The stats are pretty scary. While Natasha Harris died in a tragic and humiliating manner, in the very same year another 18 million people died from complications relating to high blood pressure and blood sugar, cholesterol and obesity.
"Much of [this] could be attributed to the consumption of ultra-processed foods and drinks," Rob Moodie and Bruce Neal wrote in The Lancet.
They believe self-regulation is failing, and show how the alcohol and processed food industries are behaving in much the same way as Big Tobacco, lobbying governments and disputing scientific evidence to protect their ever-expanding products and market share.
The coroner and Natasha's husband both believe warning labels should be put on Coke. Her family has said they did not believe her Coke consumption could be dangerous, because there are no warnings on the product.
When I told one of my libertarian friends I was writing about Professors Moodie and Neal's report, he was pissed off.
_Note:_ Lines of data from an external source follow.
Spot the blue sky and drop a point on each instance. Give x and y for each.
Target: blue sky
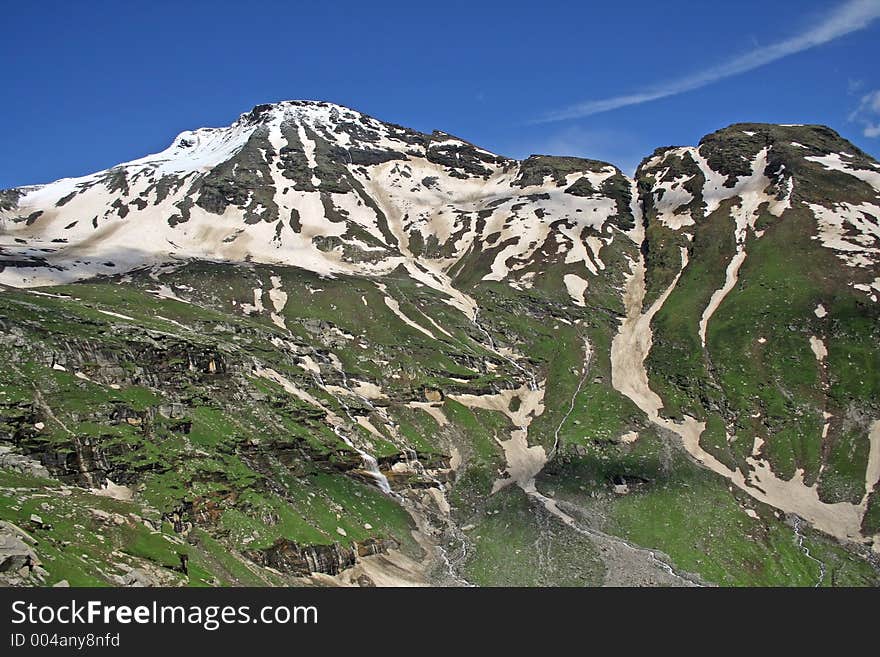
(89, 84)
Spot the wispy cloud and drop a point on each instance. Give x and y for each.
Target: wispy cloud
(848, 17)
(868, 114)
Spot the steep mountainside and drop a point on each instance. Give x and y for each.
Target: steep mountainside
(316, 348)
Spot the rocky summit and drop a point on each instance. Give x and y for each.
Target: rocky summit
(314, 348)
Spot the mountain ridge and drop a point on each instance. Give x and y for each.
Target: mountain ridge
(343, 349)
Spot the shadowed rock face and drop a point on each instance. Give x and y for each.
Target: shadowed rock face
(313, 340)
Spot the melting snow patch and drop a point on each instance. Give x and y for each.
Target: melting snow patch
(576, 287)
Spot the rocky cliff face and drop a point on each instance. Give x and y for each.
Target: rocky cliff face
(314, 342)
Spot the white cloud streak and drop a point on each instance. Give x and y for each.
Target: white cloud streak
(868, 114)
(848, 17)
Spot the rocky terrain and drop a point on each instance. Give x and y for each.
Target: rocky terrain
(313, 348)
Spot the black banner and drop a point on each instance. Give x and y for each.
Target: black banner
(109, 621)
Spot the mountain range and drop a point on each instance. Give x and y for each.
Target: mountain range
(315, 348)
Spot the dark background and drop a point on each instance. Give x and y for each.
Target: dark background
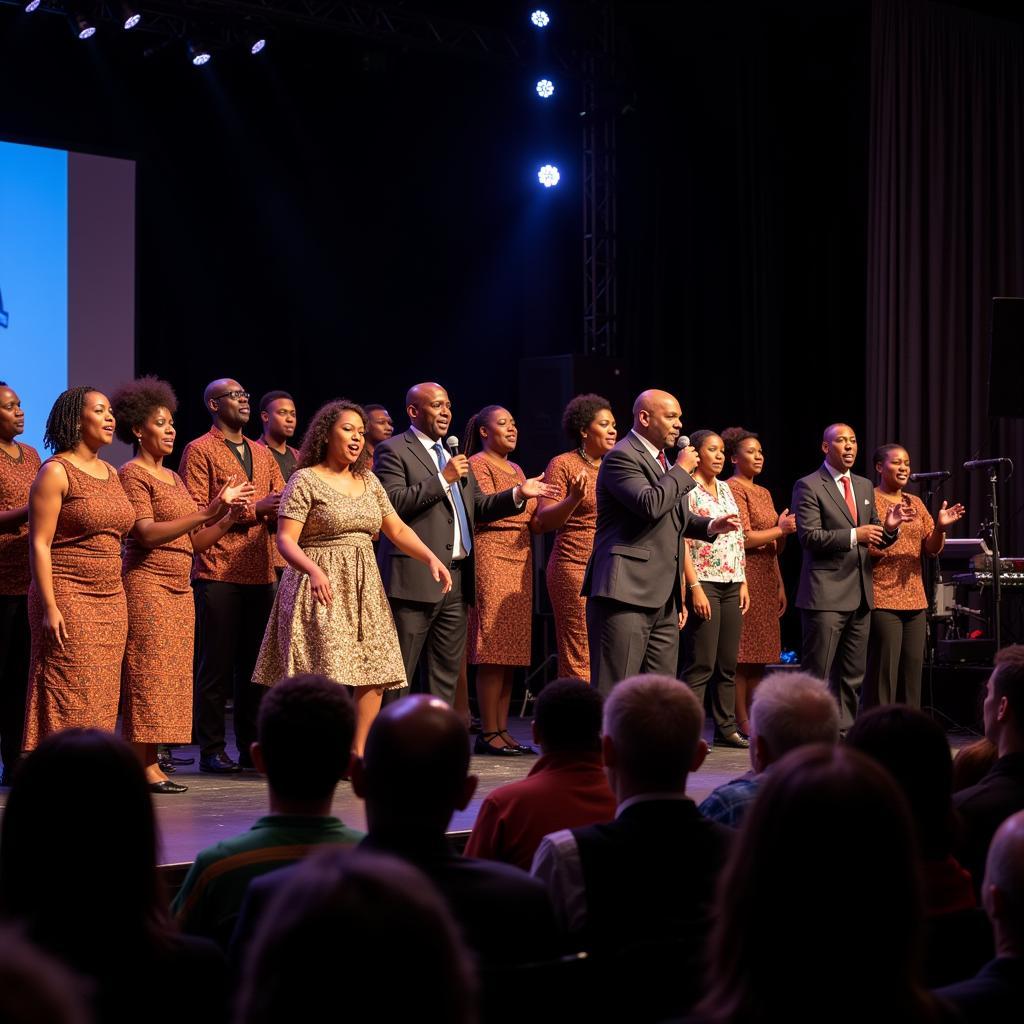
(345, 217)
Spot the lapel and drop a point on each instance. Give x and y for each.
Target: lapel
(829, 484)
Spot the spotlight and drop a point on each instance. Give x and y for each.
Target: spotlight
(548, 175)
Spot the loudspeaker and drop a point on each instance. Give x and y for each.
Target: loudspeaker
(1006, 364)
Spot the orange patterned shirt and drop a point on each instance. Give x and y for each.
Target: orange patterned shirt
(245, 553)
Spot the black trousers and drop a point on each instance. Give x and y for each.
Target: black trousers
(626, 640)
(836, 649)
(435, 631)
(230, 620)
(15, 642)
(895, 656)
(712, 647)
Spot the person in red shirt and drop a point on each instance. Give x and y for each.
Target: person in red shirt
(566, 788)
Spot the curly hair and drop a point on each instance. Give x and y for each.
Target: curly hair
(734, 436)
(317, 435)
(579, 415)
(64, 425)
(134, 402)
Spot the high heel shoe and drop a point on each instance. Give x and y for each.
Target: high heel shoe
(482, 744)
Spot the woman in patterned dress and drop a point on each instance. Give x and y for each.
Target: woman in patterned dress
(331, 614)
(501, 621)
(157, 683)
(716, 586)
(78, 513)
(765, 531)
(590, 426)
(896, 643)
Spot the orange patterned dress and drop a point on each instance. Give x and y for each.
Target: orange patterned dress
(501, 622)
(157, 705)
(573, 544)
(80, 684)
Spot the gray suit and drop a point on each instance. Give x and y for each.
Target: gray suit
(422, 615)
(633, 582)
(835, 596)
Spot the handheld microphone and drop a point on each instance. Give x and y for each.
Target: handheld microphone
(939, 474)
(985, 463)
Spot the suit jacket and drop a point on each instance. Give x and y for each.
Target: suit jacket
(410, 477)
(641, 521)
(834, 577)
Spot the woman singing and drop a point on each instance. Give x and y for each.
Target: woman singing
(896, 646)
(331, 614)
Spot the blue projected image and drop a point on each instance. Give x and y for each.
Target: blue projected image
(34, 280)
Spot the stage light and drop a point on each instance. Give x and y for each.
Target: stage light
(548, 175)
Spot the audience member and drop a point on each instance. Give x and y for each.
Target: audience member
(340, 910)
(788, 710)
(983, 807)
(305, 730)
(637, 890)
(566, 788)
(996, 993)
(80, 877)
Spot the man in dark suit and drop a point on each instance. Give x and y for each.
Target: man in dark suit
(633, 582)
(436, 495)
(836, 522)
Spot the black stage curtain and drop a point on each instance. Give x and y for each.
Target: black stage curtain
(945, 233)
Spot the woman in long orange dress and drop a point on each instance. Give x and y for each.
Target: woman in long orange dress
(157, 704)
(590, 426)
(78, 514)
(501, 621)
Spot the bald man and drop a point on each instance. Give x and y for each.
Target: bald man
(633, 581)
(436, 494)
(836, 523)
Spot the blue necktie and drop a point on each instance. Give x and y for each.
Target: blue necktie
(460, 507)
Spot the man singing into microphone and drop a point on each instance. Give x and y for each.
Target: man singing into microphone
(633, 580)
(433, 489)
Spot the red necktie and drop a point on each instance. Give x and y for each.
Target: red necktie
(848, 491)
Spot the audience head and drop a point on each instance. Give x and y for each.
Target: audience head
(144, 411)
(790, 710)
(227, 402)
(1003, 890)
(304, 735)
(11, 414)
(590, 424)
(415, 769)
(494, 429)
(429, 410)
(839, 442)
(276, 410)
(342, 907)
(823, 870)
(335, 431)
(80, 416)
(652, 738)
(78, 872)
(567, 718)
(1004, 708)
(915, 753)
(656, 417)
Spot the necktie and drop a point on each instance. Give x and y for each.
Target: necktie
(848, 491)
(460, 508)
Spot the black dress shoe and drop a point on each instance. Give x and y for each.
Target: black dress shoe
(483, 745)
(167, 786)
(218, 764)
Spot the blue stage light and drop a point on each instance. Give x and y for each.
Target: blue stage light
(548, 175)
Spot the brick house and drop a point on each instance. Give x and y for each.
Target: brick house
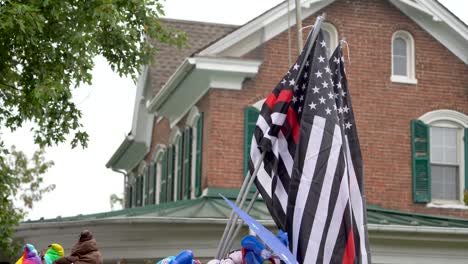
(196, 107)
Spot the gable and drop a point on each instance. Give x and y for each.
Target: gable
(429, 15)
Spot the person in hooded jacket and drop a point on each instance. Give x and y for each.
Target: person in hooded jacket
(85, 251)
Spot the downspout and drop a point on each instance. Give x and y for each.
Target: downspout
(125, 174)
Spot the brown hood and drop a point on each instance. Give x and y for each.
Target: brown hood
(84, 247)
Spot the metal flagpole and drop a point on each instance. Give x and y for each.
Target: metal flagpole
(247, 183)
(239, 225)
(299, 26)
(228, 230)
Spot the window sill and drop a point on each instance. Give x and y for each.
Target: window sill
(448, 205)
(403, 79)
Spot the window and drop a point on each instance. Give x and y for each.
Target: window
(330, 35)
(152, 183)
(250, 120)
(445, 163)
(193, 138)
(439, 146)
(160, 174)
(146, 186)
(251, 114)
(403, 66)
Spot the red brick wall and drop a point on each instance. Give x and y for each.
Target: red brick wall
(383, 109)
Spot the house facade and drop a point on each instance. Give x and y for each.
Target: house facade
(196, 109)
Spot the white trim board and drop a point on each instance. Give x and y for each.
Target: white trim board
(428, 14)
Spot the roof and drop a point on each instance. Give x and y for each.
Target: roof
(211, 206)
(430, 15)
(200, 34)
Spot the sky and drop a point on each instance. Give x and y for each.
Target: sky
(83, 183)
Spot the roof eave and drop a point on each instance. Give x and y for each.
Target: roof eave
(123, 152)
(181, 72)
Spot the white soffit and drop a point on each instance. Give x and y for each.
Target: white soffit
(262, 29)
(194, 78)
(428, 14)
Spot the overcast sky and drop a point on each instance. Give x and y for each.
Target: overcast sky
(83, 183)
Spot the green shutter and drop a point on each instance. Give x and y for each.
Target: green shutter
(146, 186)
(163, 193)
(151, 176)
(140, 190)
(170, 173)
(155, 181)
(466, 158)
(250, 120)
(134, 192)
(198, 160)
(130, 197)
(180, 155)
(421, 162)
(187, 161)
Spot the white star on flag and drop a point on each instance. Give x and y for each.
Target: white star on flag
(346, 109)
(336, 60)
(323, 43)
(325, 84)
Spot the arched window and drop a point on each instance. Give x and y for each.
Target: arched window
(175, 170)
(403, 65)
(330, 35)
(160, 176)
(194, 133)
(140, 184)
(439, 156)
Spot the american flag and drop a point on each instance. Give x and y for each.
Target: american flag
(311, 176)
(277, 134)
(325, 214)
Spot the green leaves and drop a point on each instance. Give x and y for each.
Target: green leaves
(20, 180)
(46, 50)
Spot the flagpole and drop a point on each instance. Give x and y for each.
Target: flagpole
(317, 25)
(246, 184)
(299, 26)
(239, 225)
(363, 196)
(228, 230)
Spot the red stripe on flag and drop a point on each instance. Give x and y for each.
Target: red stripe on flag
(292, 119)
(285, 96)
(271, 100)
(350, 251)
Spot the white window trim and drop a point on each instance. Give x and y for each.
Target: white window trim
(259, 104)
(141, 174)
(192, 120)
(157, 160)
(410, 78)
(174, 139)
(450, 119)
(331, 29)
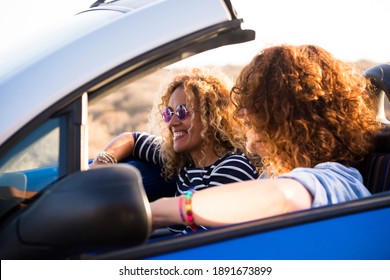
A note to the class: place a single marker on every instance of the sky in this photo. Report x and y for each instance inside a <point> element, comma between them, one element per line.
<point>351,29</point>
"I'm just imagining it...," he wrote. "Science says govt should take over all our food and drink choices!"
"Mandates and rations all round! It's science! A study said it so it must be so!"
Now, despite the slightly worrying inference that science is not to be trusted, he raises a serious point.
How much regulation of companies is OK, and how much of our unhealthy lifestyles should be left up to us?
Anyone who has tried to navigate a supermarket aisle while on a diet knows how difficult it can be to even fully understand what you are putting in your body.
And as multinational food producers grow, they bump out local, fresh food providers and replace them with their own, ultra-processed, cheaper products. Already, the top ten food companies produce 50 per cent of what Americans eat. And internationally the top ten companies produce 15 per cent of the whole world's food, The Lancet reports.
There is clearly a balance to be struck between our health, the quality and length of our lives, and the ability of legitimate companies to act freely, innovate and make profits and jobs (although I don't buy the argument it's a straight government intervention vs individual choice issue - often regulation gives people more choice, when it forces industry to give them more info about what is actually in their food).
Where you fall in this debate cuts down into some pretty deep political beliefs.
And it doesn't just stop at regulation of industry. As I've written about here, we are now learning more about the ways in which early life poverty could change our most fundamental genetic characteristics, a process known as epigenetics.
The question is, are we willing to make the political choices that might to turn out to be the most effective in dealing with this.